By M. T. Anderson. The full title is The Astonishing Life of Octavian Nothing, Traitor to the Nation, Volume II: The Kingdom on the Waves.
As indicated, a review of the second volume.
My initial reaction is disappointment; the resolution of Octavian's childhood, and ending of the book, though open, is less optimistic than I hoped. In a book about slavery and freedom, war and death, however gilded in flights of philosophy, this is perhaps no more should be expected, but as a reader I prefer less dismal endings.
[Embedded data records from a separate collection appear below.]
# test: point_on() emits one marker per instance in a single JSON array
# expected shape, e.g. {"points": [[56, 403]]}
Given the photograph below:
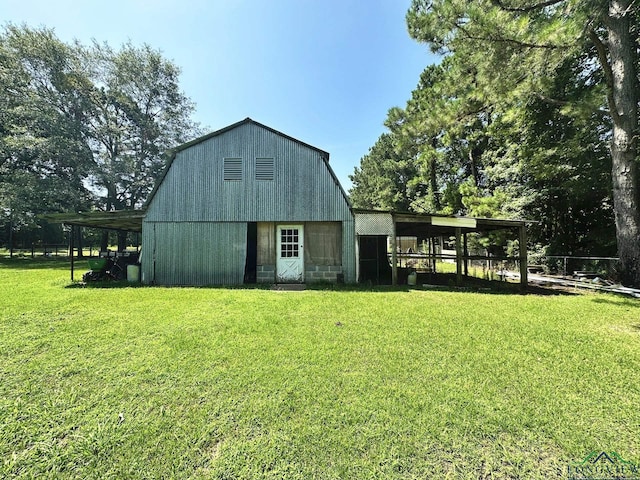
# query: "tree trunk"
{"points": [[624, 112]]}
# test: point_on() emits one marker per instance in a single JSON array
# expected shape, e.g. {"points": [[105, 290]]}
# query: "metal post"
{"points": [[524, 280], [466, 256], [72, 234], [458, 256], [394, 255]]}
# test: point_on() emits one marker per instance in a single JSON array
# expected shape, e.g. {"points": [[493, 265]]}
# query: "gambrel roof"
{"points": [[173, 152]]}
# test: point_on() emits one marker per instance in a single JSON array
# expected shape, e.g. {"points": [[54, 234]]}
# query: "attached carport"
{"points": [[372, 224], [121, 221]]}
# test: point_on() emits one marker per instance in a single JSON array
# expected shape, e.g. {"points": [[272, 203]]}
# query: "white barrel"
{"points": [[133, 273]]}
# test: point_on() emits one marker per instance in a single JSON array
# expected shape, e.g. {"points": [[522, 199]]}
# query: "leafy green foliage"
{"points": [[82, 127], [515, 121]]}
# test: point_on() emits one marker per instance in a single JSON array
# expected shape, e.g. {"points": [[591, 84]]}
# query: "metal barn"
{"points": [[247, 204]]}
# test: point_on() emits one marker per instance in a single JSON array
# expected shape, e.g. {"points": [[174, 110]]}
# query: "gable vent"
{"points": [[233, 169], [264, 168]]}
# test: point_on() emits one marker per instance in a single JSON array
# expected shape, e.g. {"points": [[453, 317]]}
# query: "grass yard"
{"points": [[351, 384]]}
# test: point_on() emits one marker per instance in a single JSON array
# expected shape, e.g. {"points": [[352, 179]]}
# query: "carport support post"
{"points": [[458, 256], [524, 280], [466, 255], [71, 246], [394, 255]]}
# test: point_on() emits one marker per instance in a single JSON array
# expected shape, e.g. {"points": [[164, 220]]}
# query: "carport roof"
{"points": [[125, 220], [416, 222]]}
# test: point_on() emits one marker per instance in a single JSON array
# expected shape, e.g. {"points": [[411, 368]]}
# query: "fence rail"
{"points": [[51, 250]]}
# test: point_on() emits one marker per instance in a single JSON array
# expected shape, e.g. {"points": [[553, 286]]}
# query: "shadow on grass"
{"points": [[628, 302], [39, 262], [438, 283]]}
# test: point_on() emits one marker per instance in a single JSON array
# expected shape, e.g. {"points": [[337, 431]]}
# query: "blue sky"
{"points": [[323, 71]]}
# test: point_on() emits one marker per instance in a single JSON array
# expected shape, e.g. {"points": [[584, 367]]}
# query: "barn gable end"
{"points": [[225, 195]]}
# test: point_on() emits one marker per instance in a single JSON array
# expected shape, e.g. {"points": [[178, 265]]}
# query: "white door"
{"points": [[290, 264]]}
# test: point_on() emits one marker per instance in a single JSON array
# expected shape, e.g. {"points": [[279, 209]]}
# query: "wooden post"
{"points": [[11, 235], [466, 255], [524, 280], [394, 254], [71, 235], [458, 256]]}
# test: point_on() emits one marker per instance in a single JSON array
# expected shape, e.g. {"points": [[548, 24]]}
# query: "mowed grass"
{"points": [[250, 383]]}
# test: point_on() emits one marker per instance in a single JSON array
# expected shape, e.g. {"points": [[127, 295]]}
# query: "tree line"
{"points": [[82, 127], [532, 113]]}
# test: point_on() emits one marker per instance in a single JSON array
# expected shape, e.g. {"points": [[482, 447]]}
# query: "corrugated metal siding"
{"points": [[194, 253], [302, 188]]}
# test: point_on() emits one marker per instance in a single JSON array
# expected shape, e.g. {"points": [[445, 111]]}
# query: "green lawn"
{"points": [[250, 383]]}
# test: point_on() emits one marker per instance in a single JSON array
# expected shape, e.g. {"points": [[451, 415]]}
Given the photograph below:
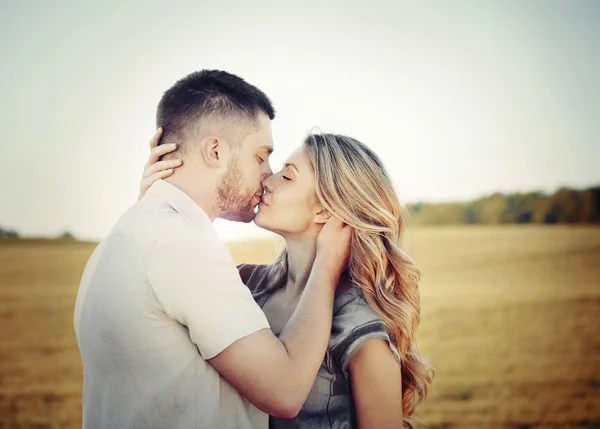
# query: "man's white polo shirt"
{"points": [[159, 296]]}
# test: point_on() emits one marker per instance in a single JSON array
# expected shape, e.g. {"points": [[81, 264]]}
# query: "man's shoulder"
{"points": [[151, 219]]}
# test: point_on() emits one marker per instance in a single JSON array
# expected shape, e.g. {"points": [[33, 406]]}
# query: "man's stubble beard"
{"points": [[234, 200]]}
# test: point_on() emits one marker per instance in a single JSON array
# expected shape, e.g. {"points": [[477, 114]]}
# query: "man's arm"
{"points": [[229, 328], [274, 374]]}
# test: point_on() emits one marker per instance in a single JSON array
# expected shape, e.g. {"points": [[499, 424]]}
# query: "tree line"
{"points": [[565, 206]]}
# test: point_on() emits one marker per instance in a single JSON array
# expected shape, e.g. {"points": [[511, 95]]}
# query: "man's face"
{"points": [[241, 188]]}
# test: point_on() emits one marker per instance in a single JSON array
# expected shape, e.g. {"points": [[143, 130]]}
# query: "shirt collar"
{"points": [[181, 202]]}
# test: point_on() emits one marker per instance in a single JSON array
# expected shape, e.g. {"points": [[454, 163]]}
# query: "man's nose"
{"points": [[267, 172]]}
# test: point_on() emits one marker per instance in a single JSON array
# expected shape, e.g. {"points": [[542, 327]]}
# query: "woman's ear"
{"points": [[322, 216]]}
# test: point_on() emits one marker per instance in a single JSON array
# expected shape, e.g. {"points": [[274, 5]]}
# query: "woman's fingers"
{"points": [[159, 151], [148, 181], [155, 138], [159, 166]]}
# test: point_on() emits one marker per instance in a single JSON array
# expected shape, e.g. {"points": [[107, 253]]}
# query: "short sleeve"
{"points": [[353, 325], [196, 282]]}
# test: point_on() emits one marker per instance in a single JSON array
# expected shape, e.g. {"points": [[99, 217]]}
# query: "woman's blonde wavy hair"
{"points": [[353, 185]]}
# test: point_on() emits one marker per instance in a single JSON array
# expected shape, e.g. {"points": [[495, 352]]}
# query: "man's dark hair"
{"points": [[210, 95]]}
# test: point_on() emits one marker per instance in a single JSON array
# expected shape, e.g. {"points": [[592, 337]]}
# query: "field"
{"points": [[510, 321]]}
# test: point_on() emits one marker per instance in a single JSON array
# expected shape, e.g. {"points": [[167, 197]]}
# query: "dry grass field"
{"points": [[510, 321]]}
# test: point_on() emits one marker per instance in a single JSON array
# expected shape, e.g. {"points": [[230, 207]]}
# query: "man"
{"points": [[169, 335]]}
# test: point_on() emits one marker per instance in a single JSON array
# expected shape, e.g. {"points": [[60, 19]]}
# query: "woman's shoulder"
{"points": [[251, 273], [353, 306]]}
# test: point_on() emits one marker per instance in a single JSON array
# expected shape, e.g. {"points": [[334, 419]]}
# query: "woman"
{"points": [[372, 375]]}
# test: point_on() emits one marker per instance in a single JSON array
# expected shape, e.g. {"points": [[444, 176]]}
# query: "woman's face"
{"points": [[290, 205]]}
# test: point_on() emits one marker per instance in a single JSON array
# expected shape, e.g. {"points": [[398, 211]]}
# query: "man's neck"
{"points": [[204, 196]]}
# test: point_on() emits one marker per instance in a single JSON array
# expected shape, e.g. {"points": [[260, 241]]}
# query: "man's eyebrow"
{"points": [[289, 164]]}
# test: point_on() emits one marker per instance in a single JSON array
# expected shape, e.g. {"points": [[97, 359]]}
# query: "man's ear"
{"points": [[210, 151], [322, 216]]}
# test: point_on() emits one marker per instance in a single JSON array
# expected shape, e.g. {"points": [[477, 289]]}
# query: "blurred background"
{"points": [[487, 115]]}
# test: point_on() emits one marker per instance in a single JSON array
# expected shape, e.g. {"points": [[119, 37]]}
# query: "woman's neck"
{"points": [[302, 251]]}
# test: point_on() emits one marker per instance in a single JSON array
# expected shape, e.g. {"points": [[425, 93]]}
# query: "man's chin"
{"points": [[244, 217]]}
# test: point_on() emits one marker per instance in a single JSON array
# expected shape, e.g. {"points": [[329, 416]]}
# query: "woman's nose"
{"points": [[266, 183]]}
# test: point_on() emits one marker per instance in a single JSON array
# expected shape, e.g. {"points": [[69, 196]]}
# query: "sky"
{"points": [[459, 98]]}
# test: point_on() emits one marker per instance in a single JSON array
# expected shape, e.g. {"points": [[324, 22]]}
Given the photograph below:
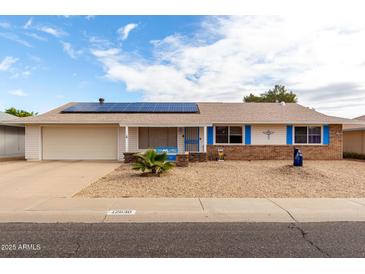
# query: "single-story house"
{"points": [[11, 138], [354, 137], [111, 131]]}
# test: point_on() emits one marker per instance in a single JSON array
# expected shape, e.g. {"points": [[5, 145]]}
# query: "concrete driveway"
{"points": [[49, 179]]}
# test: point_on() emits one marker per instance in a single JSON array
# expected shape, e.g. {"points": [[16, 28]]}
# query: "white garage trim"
{"points": [[79, 142]]}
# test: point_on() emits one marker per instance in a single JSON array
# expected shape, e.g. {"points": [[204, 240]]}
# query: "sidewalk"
{"points": [[93, 210]]}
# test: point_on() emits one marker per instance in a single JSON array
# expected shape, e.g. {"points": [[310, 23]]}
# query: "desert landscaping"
{"points": [[275, 179]]}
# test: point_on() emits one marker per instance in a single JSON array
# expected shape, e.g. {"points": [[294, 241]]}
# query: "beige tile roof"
{"points": [[355, 127], [5, 116], [250, 113]]}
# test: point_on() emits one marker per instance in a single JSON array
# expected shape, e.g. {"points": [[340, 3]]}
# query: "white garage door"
{"points": [[79, 143]]}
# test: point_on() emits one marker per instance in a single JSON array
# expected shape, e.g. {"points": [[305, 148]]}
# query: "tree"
{"points": [[20, 112], [278, 94], [155, 163]]}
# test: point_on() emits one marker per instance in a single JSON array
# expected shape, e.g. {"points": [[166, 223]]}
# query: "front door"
{"points": [[191, 139]]}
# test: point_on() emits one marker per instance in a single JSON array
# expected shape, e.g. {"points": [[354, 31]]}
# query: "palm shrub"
{"points": [[152, 162]]}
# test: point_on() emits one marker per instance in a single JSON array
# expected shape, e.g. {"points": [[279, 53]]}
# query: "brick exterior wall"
{"points": [[333, 151]]}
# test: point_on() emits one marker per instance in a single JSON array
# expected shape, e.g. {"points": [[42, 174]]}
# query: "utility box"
{"points": [[298, 157]]}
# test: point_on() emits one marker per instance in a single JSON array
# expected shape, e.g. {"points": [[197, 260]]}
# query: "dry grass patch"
{"points": [[237, 179]]}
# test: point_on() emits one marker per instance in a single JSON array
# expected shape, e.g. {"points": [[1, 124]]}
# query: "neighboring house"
{"points": [[108, 131], [11, 138], [354, 137]]}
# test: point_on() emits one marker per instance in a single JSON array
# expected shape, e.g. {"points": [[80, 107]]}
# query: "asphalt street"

The theme is one of hypocrisy; the surface never matches what is underneath, even in Octavian's own case (to the reader's bitter surprise on his behalf, although his own emotion is better concealed). Both the British governors and the rebels speak of liberty to all, but care only for their own.
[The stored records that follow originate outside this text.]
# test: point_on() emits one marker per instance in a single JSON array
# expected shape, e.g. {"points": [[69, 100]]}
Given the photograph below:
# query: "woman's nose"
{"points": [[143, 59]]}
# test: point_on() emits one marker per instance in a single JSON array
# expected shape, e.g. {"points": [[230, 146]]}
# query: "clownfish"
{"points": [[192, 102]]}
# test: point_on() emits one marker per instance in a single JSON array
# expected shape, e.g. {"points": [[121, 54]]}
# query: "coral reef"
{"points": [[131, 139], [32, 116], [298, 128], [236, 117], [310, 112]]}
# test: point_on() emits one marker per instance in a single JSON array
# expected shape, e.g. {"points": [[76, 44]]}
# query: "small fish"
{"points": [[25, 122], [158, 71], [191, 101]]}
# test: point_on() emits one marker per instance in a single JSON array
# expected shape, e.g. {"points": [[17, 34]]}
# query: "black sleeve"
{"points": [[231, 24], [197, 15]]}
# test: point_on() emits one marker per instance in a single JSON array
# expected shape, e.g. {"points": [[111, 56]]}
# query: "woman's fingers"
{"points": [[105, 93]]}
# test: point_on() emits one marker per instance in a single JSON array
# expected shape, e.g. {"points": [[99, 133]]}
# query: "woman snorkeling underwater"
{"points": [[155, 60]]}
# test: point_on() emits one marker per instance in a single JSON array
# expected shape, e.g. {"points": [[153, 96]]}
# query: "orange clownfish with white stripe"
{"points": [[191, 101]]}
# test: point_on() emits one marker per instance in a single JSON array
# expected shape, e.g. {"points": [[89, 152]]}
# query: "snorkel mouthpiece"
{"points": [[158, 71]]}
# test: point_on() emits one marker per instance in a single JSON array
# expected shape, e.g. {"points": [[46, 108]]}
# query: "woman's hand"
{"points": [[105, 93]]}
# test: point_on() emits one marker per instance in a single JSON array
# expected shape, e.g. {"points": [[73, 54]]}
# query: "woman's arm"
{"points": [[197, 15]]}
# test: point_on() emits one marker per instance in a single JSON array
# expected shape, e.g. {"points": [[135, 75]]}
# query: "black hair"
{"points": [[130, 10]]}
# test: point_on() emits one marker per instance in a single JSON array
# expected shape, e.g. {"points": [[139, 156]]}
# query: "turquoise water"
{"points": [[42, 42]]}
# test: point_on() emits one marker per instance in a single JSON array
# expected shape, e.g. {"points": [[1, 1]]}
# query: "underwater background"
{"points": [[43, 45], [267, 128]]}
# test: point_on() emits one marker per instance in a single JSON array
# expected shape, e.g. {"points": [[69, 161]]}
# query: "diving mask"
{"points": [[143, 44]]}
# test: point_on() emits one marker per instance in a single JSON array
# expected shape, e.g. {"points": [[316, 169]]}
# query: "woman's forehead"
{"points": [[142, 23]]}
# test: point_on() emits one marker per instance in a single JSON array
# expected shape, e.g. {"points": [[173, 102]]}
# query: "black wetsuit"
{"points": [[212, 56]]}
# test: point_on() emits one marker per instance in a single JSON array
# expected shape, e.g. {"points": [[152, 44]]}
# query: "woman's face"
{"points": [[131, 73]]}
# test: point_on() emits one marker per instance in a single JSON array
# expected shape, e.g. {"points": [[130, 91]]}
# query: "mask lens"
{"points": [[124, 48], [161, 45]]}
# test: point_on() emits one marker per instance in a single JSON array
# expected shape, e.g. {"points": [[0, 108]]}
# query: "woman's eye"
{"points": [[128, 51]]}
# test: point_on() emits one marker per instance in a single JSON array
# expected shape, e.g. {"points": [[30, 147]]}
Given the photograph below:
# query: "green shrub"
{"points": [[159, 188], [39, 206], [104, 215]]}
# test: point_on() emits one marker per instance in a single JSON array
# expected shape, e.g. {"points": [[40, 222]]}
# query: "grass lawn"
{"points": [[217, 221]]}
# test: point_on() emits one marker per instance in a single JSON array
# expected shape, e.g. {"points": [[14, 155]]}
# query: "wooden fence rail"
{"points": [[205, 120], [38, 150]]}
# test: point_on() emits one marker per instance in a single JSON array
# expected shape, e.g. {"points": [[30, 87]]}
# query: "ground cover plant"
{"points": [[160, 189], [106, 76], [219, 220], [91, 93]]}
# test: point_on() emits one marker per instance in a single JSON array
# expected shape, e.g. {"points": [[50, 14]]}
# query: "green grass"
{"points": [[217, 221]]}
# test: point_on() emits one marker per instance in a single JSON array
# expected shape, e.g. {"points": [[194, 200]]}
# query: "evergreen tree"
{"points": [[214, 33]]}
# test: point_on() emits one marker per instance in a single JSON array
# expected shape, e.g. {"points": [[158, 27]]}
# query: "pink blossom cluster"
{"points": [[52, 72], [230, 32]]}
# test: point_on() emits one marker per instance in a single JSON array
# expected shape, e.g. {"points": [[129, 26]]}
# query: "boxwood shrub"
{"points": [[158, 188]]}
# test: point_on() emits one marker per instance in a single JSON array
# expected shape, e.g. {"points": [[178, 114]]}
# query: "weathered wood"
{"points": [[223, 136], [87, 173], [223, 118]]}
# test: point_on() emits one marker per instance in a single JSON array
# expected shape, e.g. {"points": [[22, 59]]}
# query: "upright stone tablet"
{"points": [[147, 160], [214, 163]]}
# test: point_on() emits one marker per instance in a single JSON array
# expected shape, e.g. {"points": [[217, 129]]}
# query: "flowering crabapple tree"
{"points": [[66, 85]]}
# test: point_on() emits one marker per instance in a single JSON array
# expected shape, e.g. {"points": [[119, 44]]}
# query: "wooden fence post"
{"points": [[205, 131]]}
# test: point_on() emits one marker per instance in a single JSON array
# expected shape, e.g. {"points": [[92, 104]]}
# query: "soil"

The historical detail continues to provide fascinating insight into the uncertainty of the rebellion and the British army's plight stranded months from home. I suspect this perspective will prove the most lasting element of the book in my memory; I did not often hear about American atrocities in high school history, except in the treatment of Native Americans. These revelations point to my own hypocrisy, which continues to trouble me.
I also admit to appreciating the spiritual matters touched on; Octavian is Christian to some extent, and even the atheist Dr. Trefusis's casual blasphemy near the end of his life tells of a serious concern for what may come after.
Overall, not a cheerful book, but neither is it frivolous: the attention to history cannot help but highlight questions about the present.